Des noms plus proches avec ou sans religion, ceux de Bârin Kobané, d’Asia Ramazan Antar, d’Arin Mirkan. Trois combattantes kurdes mortes au combat face à Daesh.

Ceux de Frédéric Demonchaux, Olivier Le Clainche, Farid Medjahed, trois français partis aussi combattre Daesh aux côtés des kurdes en Syrie. Morts au combat, et dont les amis politiques sont aujourd’hui traités d’islamo-gauchistes par des politiciens médiocres qui de la main dont ils ne pointent pas du doigt serre celle des pétro-dollars finançant des terroristes islamistes.

Frédéric, Olivier et Farid sont tous trois dans une brigade internationale comme d’autres le firent il y a près d’un siècle de l’autre côté des Pyrénées afin de lutter contre un autre type de fascisme. On les qualifiait souvent à l’époque de « judéo-blochéviques ». Un stigmate chasse l’autre.

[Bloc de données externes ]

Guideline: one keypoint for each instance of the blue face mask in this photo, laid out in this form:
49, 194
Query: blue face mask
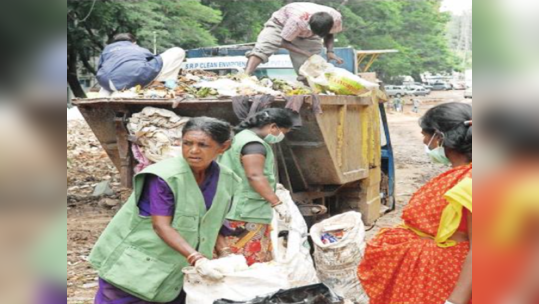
437, 155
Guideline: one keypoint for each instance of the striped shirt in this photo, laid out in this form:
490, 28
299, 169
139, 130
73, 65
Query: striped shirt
295, 19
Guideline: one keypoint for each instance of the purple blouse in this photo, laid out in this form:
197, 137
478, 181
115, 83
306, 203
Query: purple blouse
157, 199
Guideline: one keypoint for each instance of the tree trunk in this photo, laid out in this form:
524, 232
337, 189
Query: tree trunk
72, 74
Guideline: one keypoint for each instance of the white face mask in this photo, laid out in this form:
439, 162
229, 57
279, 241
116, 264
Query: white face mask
437, 155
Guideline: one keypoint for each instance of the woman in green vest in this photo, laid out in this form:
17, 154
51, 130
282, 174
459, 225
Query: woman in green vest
251, 158
172, 220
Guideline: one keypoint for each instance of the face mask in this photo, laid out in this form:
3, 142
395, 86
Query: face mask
272, 139
437, 155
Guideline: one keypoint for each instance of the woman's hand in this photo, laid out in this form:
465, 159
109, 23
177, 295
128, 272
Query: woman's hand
283, 211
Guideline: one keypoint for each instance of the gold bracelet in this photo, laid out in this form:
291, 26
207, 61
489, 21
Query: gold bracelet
193, 257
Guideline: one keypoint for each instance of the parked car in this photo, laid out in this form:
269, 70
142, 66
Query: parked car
468, 93
417, 91
441, 86
396, 91
458, 85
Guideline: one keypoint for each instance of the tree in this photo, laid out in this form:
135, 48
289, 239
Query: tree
242, 20
173, 22
415, 28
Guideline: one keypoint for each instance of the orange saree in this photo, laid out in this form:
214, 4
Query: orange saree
402, 267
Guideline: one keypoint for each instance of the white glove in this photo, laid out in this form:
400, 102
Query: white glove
283, 212
207, 269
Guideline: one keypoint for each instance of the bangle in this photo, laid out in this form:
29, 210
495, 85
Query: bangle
226, 250
276, 204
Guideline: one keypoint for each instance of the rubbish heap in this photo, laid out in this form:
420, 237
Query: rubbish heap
197, 84
156, 135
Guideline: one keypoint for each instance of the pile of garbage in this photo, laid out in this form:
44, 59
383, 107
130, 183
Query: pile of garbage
204, 84
156, 135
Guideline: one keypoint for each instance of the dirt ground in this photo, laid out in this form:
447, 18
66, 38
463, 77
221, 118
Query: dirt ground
88, 165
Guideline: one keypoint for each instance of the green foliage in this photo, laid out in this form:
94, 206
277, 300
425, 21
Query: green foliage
416, 28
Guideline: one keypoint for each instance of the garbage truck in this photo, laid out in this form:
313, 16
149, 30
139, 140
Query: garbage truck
338, 161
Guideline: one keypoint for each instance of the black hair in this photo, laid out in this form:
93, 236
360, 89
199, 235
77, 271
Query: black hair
218, 130
124, 37
321, 24
517, 129
450, 121
283, 118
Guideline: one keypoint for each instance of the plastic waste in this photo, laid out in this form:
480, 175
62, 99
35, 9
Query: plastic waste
313, 294
324, 77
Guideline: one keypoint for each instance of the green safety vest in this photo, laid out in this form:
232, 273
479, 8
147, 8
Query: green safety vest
132, 257
248, 205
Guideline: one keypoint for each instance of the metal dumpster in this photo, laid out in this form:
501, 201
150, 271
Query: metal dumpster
334, 159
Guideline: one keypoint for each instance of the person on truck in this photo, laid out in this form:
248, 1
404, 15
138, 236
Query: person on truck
300, 28
251, 158
124, 65
433, 247
173, 220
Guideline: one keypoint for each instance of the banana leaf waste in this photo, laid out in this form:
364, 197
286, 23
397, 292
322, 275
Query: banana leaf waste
313, 294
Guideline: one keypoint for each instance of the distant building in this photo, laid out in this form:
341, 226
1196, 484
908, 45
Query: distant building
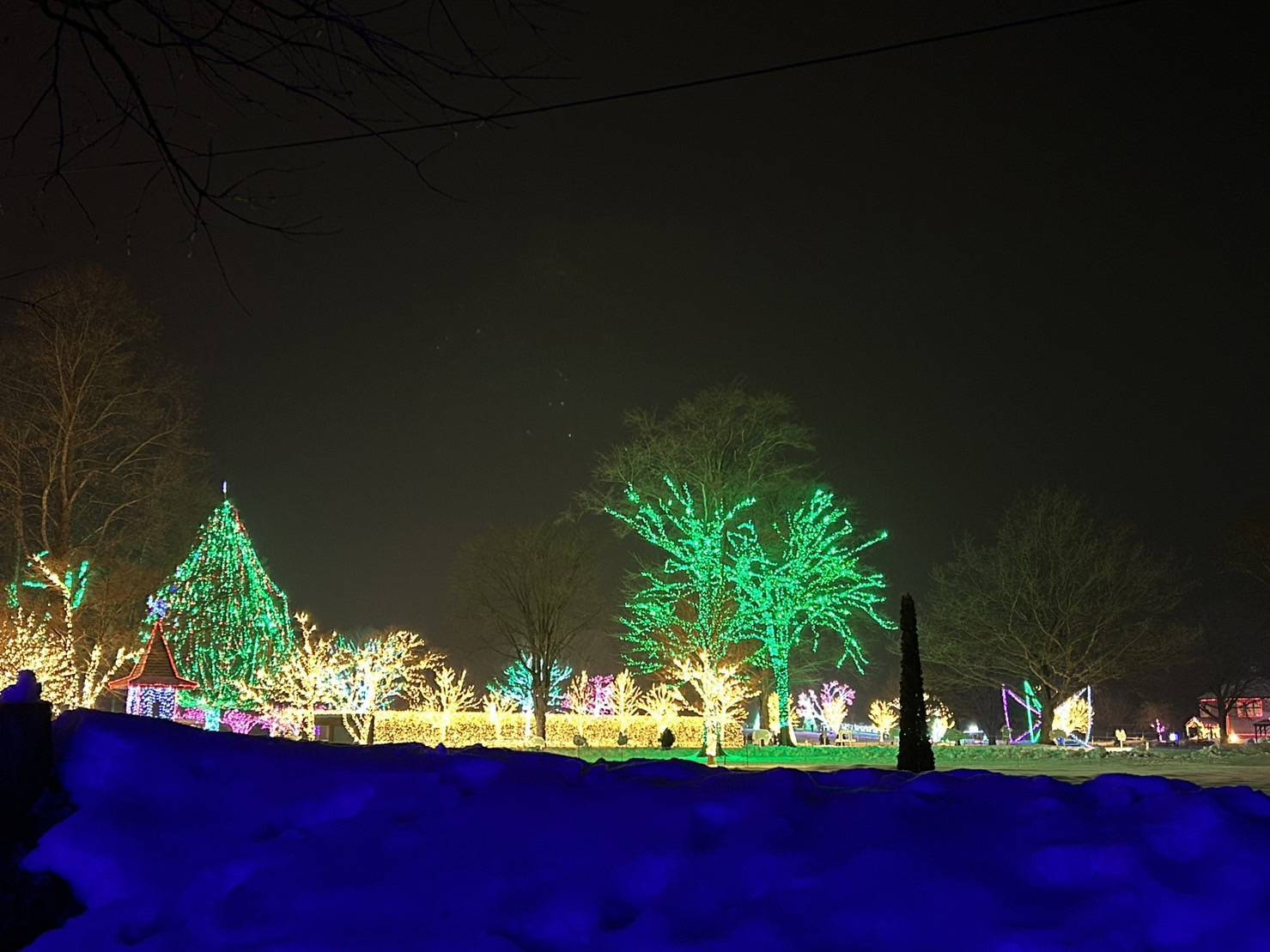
1249, 719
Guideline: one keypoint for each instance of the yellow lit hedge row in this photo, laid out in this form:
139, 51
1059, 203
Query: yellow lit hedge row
471, 728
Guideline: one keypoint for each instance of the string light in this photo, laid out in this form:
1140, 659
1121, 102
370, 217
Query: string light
723, 692
227, 618
470, 728
625, 697
1030, 703
809, 580
443, 700
378, 673
662, 705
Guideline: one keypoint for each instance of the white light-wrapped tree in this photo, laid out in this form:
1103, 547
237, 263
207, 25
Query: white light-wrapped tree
445, 696
71, 667
939, 716
578, 699
663, 703
829, 707
378, 673
498, 710
721, 692
309, 678
625, 699
883, 716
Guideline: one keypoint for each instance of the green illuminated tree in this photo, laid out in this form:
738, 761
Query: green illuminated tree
227, 621
517, 683
728, 445
532, 591
806, 581
687, 603
915, 743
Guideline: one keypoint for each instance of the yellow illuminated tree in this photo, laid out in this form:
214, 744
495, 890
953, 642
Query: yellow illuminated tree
446, 696
575, 700
625, 699
1074, 715
376, 673
71, 667
663, 703
309, 678
721, 691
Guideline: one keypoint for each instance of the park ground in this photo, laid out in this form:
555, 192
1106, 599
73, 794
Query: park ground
177, 838
1236, 767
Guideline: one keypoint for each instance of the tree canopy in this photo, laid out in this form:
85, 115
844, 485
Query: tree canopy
1058, 598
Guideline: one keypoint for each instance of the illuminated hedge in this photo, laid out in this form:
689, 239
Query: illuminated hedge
471, 728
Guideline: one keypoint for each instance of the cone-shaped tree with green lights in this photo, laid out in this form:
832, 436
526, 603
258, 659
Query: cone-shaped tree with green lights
915, 743
806, 580
225, 618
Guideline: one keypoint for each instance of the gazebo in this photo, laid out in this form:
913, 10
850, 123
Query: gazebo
155, 681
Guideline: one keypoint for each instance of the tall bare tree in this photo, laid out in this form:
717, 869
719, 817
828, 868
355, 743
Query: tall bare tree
95, 455
726, 443
1058, 598
532, 591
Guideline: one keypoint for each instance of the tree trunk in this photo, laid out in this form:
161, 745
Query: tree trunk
781, 676
540, 710
1047, 718
1224, 713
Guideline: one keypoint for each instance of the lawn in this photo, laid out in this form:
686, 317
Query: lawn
1235, 767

Des mots encore pour les kurdes en première ligne du combat contre l’islamisme terroriste, lâché par notre gouvernement lorsque la Turquie lança son offensive contre eux le 9 octobre 2019.

Des mots pour répondre aux questions sur la tension montante avec la Turquie justement, gouvernée par un nationaliste, M. Erdogan. Un pays avec lequel nous avons partagé jusqu’à une de nos exceptions, pas sous la même forme mais avec le même mot : la laïcité.

 Des mots encore donc pour expliquer une énième fois la Laïcité, loi 1905, rien que la Loi. Pas pour contraindre mais pour protéger tous ceux qui croient, et ceux qui ne croient pas.

Des mots pour se méfier de ceux qui projettent leur fantasme d’exclure telle ou telle « communauté » aujourd’hui au nom de la laïcité.

Des mots sans masques pour dire que la période est compliquée, entre ça et le confinement.

Des mots pour les confiné-e-s, celles et ceux qui seront dans des appartements sur-occupés. Des mots pour les parents dans les hôpitaux, à la caisse, à l’usine, sans-emplois.

Des mots sans filtres pour décevoir car il n’y aura pas Lycéens au Cinéma cette année étant donné qu’ils ont fermé tous les lieux culturels.

Des mots pour se protéger en n’oubliant pas d’être légers et de ne pas être trop sérieux, surtout à 17 ans.

Des mots pour acter de ne pas trop attendre  des gens au pouvoir pour respirer un peu mieux dans les décennies à venir et réenchanter un monde qui en a tant besoin.

Des mots pour finir qui rappellent toujours que l’amour des siens ce n’est pas la haine des autres.

PS : Mon obligation de neutralité ne me permettra pas bien sûr de dire tous ces mots. Je ne nommerai donc aucun ministre actuel, ni le gouvernement et n’émettrait aucun avis d’ordre politique. Comme je m’y suis toujours attaché dans mes cours et m’y attacherai sans cesse.

Je préfère le préciser, car M. Blanquer, chantre de la liberté d’expression, a fait sanctionner au Havre en 2019 une directrice d’école qui a eu le malheur de critiquer sa réforme depuis sa boîte mail académique…. Une réforme qui s’en prend précisément à la liberté d’expression des enseignants et fait régner un climat de suspicion que je préfère déminer dans ce Post Scriptum. Bon courage à tous mes collègues, aux élèves, à leurs parents.